Another example is that if a child with a very strong personality was exhibiting difficult behaviour, perhaps demonstrating that they heard an instruction, but refusing repeatedly to acknowledge or comply with the instruction, I might combine spatial/tactile communication along with my verbal communication. This might mean squatting down to match the child’s eye level (I would often do this for routine communication as well), and if that didn’t have an effect, putting my hands on the child’s shoulders and asking them to look at me. (I tried to be careful about demanding eye contact though, since uses of eye contact vary across cultures.

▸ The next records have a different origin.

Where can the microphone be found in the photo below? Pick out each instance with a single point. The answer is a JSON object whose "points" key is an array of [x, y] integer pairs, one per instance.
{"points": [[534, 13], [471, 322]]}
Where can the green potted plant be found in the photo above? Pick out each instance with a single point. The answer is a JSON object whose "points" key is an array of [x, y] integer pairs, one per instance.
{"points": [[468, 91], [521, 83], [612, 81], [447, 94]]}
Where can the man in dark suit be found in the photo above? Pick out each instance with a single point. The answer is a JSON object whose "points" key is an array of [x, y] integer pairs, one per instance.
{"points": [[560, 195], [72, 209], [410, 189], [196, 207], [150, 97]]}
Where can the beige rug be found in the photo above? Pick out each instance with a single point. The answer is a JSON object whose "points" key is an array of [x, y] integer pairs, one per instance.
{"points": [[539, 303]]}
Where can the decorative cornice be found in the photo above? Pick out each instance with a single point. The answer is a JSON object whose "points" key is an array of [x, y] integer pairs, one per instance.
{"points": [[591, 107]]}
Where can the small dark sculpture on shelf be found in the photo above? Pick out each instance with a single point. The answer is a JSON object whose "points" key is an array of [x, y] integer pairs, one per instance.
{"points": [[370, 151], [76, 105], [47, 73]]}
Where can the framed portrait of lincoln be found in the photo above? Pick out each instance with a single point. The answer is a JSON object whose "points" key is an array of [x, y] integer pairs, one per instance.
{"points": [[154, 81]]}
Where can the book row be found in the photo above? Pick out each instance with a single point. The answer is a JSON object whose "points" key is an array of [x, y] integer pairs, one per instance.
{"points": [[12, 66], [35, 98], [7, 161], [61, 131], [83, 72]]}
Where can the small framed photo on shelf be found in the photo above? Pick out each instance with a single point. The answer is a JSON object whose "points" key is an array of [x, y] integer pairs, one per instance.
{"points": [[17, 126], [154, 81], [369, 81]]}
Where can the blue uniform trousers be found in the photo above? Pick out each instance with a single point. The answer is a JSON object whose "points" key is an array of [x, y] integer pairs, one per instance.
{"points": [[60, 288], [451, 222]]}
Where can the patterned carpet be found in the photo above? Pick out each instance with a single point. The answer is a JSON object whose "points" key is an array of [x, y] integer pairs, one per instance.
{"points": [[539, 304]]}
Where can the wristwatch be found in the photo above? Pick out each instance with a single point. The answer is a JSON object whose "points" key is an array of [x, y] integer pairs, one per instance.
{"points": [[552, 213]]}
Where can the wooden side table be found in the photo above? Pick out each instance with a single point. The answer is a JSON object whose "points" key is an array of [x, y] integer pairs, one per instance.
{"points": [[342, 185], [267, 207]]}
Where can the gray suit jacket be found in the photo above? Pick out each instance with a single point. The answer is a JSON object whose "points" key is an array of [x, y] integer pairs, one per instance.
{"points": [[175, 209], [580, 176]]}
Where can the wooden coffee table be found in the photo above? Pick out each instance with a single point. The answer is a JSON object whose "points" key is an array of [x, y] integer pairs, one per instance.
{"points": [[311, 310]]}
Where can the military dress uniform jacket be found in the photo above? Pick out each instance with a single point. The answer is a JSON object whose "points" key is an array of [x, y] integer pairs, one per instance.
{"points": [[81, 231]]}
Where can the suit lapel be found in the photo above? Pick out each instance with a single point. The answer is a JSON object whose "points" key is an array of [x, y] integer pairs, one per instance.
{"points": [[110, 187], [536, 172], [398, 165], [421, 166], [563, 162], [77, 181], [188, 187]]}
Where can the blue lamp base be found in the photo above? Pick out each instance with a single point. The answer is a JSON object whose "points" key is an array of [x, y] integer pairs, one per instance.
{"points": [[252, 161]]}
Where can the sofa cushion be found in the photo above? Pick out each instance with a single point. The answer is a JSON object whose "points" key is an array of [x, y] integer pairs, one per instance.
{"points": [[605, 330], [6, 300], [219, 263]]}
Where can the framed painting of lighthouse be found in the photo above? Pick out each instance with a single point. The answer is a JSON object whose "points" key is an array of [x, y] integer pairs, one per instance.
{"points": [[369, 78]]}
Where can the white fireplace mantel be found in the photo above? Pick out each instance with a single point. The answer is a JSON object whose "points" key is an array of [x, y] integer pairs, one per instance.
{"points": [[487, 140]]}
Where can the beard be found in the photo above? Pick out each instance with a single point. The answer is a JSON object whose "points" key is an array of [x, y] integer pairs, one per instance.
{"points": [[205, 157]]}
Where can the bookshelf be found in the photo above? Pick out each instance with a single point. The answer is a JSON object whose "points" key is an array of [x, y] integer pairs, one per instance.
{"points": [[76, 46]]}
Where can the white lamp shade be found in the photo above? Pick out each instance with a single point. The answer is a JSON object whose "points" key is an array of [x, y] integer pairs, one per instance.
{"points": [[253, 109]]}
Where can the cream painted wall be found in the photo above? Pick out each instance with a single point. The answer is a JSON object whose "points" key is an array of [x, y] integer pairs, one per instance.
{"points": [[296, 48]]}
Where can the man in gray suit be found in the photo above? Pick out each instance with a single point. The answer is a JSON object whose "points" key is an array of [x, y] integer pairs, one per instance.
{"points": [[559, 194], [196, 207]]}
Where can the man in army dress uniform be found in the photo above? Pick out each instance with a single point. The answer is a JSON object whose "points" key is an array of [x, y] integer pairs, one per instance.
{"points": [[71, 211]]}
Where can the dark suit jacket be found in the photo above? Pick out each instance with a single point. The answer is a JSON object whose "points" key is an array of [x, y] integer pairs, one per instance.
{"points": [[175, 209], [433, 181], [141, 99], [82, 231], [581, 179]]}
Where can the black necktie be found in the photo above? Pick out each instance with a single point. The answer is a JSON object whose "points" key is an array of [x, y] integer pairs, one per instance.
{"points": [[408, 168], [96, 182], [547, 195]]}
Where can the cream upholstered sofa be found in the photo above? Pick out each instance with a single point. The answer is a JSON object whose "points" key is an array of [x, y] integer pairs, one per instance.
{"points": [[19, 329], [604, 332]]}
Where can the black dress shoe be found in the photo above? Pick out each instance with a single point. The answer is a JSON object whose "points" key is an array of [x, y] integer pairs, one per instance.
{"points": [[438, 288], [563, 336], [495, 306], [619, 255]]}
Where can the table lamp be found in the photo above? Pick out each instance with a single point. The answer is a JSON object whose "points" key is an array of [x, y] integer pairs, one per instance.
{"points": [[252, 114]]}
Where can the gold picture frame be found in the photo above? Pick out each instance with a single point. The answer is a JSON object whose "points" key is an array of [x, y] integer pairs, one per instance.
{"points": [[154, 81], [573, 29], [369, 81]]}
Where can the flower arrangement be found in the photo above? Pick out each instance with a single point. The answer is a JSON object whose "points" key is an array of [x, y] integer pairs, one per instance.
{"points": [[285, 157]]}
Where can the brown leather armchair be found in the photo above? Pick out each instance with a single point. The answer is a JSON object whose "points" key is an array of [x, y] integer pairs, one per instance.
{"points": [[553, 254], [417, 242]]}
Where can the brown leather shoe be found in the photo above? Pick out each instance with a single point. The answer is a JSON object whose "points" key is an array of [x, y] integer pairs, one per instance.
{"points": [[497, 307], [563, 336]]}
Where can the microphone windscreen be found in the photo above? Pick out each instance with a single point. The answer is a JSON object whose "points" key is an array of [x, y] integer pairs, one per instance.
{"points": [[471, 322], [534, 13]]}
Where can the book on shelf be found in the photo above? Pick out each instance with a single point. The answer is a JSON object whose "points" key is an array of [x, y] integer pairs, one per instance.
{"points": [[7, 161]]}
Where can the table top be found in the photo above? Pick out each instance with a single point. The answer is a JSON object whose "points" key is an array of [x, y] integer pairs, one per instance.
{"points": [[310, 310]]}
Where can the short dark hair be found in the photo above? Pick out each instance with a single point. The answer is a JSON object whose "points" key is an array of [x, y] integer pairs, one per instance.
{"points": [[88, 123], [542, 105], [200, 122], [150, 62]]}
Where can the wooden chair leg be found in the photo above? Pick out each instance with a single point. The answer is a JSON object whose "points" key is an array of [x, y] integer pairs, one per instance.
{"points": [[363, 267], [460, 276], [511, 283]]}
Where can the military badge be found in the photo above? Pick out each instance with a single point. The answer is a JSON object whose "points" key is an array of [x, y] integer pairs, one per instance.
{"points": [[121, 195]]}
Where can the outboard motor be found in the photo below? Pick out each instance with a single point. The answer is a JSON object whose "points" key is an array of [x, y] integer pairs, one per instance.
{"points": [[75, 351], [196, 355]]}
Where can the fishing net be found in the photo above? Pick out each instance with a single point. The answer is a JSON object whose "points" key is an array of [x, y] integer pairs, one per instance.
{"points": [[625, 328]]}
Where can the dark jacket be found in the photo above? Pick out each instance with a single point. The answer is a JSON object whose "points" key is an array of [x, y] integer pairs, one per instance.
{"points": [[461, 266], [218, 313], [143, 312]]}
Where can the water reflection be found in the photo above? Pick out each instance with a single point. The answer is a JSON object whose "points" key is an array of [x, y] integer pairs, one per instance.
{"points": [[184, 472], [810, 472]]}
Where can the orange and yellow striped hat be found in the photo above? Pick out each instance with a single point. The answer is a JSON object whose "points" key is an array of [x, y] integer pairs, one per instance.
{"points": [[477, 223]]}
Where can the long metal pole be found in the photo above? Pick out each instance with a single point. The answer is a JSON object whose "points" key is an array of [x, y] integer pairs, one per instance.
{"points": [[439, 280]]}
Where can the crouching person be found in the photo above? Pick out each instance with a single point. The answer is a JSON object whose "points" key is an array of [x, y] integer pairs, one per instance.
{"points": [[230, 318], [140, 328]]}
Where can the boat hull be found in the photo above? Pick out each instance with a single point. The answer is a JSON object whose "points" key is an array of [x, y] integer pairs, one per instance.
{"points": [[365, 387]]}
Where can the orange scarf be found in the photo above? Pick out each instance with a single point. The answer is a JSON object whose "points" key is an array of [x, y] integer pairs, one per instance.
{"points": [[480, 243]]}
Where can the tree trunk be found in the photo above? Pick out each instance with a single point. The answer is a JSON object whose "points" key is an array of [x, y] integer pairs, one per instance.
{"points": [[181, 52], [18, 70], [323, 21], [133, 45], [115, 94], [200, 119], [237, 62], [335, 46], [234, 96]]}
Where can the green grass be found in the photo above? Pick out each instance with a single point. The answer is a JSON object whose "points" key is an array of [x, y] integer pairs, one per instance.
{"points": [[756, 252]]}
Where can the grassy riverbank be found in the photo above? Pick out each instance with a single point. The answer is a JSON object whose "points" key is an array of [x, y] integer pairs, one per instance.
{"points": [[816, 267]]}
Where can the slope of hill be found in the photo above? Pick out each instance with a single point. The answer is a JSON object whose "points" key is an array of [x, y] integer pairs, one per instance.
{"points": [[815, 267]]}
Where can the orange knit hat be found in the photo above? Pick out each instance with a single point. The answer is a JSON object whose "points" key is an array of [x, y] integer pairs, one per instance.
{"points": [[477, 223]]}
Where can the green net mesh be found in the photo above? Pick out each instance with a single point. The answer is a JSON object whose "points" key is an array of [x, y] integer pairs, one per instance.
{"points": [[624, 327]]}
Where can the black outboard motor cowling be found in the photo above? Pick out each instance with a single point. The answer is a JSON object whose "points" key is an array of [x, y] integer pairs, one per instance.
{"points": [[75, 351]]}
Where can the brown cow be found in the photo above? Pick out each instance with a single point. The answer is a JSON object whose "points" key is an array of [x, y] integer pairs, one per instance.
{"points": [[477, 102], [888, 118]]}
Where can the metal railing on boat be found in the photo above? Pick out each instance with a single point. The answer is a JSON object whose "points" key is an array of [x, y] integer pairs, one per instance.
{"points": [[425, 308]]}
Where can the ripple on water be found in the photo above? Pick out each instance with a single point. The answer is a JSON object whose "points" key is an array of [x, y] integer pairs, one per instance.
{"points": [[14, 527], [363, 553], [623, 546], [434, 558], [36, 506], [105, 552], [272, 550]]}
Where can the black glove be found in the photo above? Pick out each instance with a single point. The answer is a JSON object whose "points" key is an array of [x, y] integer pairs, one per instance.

That was one thing I felt my supervisor could have been more mindful of in her communications with the kids.) By contrast, if a child was sad I might use a tactile cue like a hug; if they were happy, I would smile and use tactile and verbal cues to communicate that I shared that happiness with them.
I would also make sure to speak a little more slowly and clearly than when speaking to an adult to give the children time to process my message. Some of the children had advanced speaking skills and knowledge of English and didn’t need me to do this, but it seemed to help clarify my communication with many of the kids, especially if English wasn’t their first language.
At the school where I worked, I was taught to use certain words and phrases to help communicate a precise meaning that emphasized the children’s agency and the age-appropriate level of responsibility that accompanied it. For example, instead of saying, “That’s bad,” or, “Don’t do that,” I was taught to say, “That is not ok,” or, “I don’t like the choice you are making.” Altering my tone, facial expression, and body language helped make these statements gentler or sterner, as the context required (i.e. a child making a rude joke would probably get a gentler response from me, while one child hitting another would get a stern response).
As identified above, the main modalities I used in my communication with the children were wording, tone of voice, speed and clarity of speech, facial expression, body language, spatial cues, and tactile cues.